Increased insertion depth of the SybII WW/AA mutant. A, Two exemplary MD snapshots of the wild-type (SybII, top panel) and the double-mutated (W89A/W90A, bottom panel) SybII in a lipid bilayer. The protein is depicted in diagram representation. Selected amino acids are highlighted in stick representation: Lys (red), Trp and Ala89/90 in the double mutant (blue). Water molecules and lipids are drawn as balls. POPC lipids are depicted in gray (tail) and lime (head group region), and POPS molecules in pink (tail) and brown (head group). B, Distribution of basic residues with respect to the upper layer membrane surface for wild-type SybII and its mutant proteins. The graph reports the normalized (number) density of the atoms of the charged moieties of Lys85, 87, 91, 94 and of Arg86 as obtained from the MD simulations of the wild type (WT), the single mutants (WA), and the double mutant (WW/AA) Synaptobrevin II. The dashed lines indicate mean values of the corresponding frequency distribution. The densities are calculated considering the last 300 ns of each simulation, and data for the single mutants (W89, W90) were averaged.
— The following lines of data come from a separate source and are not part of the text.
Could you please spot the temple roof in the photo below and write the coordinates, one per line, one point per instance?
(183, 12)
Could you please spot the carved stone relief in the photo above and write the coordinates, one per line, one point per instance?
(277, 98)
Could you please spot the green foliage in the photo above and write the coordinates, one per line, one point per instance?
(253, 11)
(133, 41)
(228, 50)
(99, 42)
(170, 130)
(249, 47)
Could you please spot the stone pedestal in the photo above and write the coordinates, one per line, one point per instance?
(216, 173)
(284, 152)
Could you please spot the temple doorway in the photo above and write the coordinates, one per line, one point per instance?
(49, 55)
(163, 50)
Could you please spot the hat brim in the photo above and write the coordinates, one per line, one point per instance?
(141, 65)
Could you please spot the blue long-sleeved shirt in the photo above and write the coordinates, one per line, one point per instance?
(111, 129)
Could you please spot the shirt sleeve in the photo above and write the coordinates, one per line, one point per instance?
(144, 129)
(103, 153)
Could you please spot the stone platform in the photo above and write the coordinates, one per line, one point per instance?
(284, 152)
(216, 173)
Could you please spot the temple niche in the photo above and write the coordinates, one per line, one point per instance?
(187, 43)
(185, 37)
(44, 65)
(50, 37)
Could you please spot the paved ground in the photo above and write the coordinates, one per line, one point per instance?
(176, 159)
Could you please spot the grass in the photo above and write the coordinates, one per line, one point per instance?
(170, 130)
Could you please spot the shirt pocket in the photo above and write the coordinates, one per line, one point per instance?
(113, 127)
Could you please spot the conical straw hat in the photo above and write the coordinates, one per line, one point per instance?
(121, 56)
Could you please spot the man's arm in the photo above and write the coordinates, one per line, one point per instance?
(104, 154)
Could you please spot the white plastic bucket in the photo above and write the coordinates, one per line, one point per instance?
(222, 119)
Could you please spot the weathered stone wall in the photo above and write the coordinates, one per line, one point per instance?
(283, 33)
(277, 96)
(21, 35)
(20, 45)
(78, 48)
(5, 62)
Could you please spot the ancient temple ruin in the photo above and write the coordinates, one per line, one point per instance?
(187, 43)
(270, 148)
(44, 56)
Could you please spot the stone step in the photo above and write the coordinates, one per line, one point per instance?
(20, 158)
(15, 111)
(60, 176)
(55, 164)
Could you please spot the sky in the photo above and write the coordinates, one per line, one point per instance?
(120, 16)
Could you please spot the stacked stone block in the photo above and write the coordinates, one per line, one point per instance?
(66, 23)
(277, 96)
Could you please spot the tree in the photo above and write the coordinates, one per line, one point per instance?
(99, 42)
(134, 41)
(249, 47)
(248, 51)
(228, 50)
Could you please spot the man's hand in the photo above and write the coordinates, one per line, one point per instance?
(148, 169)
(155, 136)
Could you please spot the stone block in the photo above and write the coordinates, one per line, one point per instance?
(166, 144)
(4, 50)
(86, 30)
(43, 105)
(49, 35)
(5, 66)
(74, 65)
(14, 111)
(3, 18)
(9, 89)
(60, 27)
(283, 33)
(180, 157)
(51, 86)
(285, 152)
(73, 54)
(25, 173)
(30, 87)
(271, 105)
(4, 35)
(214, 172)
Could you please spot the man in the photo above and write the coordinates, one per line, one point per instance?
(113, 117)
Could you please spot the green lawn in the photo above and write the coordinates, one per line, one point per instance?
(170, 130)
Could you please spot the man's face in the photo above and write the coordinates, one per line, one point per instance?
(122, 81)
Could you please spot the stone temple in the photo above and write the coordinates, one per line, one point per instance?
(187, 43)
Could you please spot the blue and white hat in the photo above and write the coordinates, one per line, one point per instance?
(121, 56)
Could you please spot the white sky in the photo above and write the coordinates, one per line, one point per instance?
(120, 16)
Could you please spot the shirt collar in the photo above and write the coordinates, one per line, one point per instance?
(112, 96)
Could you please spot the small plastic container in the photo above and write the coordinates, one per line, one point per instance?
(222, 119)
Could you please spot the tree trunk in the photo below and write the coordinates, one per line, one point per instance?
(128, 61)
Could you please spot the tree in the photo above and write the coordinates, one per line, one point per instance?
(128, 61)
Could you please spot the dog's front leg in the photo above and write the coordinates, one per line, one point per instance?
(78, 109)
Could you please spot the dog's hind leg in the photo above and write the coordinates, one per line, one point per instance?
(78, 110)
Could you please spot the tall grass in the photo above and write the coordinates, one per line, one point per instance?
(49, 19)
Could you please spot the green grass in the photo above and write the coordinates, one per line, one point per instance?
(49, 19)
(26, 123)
The “zero” on the x-axis represents the plane defined by the phosphorus atoms of the POPC and POPS lipids in the JMD proximal lipid leaflet. C, Residue-resolved mean distance of SybII backbone positions from the membrane-solvent interface. The inset shows the distance of simulated SybII residues as well as experimental data derived from EPR accessibility measurements (diamonds) (Kweon et al., 2003).

Figure 11.

Electrostatic potential maps of the JMD proximal membrane surface. A, The electrostatic potential averaged over 300 structures (protein plus membrane) extracted every 1 ns from the MD trajectories (neglecting the first 100 ns) at a distance of ∼1.2 nm from the membrane interface (defined by the center of mass of the lipid head groups of the JMD proximal lipid leaflet). Calculations were restricted to the residues of the JMD and TMD (residues 86–116) to minimize effects that can be obtained from insufficient sampling of the N-terminal JMD region. WT-S1 and S2 as well as WW/AA S1 and S2 are independent simulations. B, Density map of SybII backbone atoms in the membrane plane, plotted to the same scale as in A. Shown are the positions of the SybII backbone atoms (green dots), of the (simulated) N terminus (Ala74; magenta), and of the lysine residues 83 and 85 (orange; side chain positions). The TMD position is indicated by a yellow circle. The location of the negative membrane potential largely correlates with the position of the N-terminal Ala74. Additionally, lysines 83 and 85 are oriented toward the N terminus of the JMD for the WT as well as for the single mutants, but are opposed for the double mutant.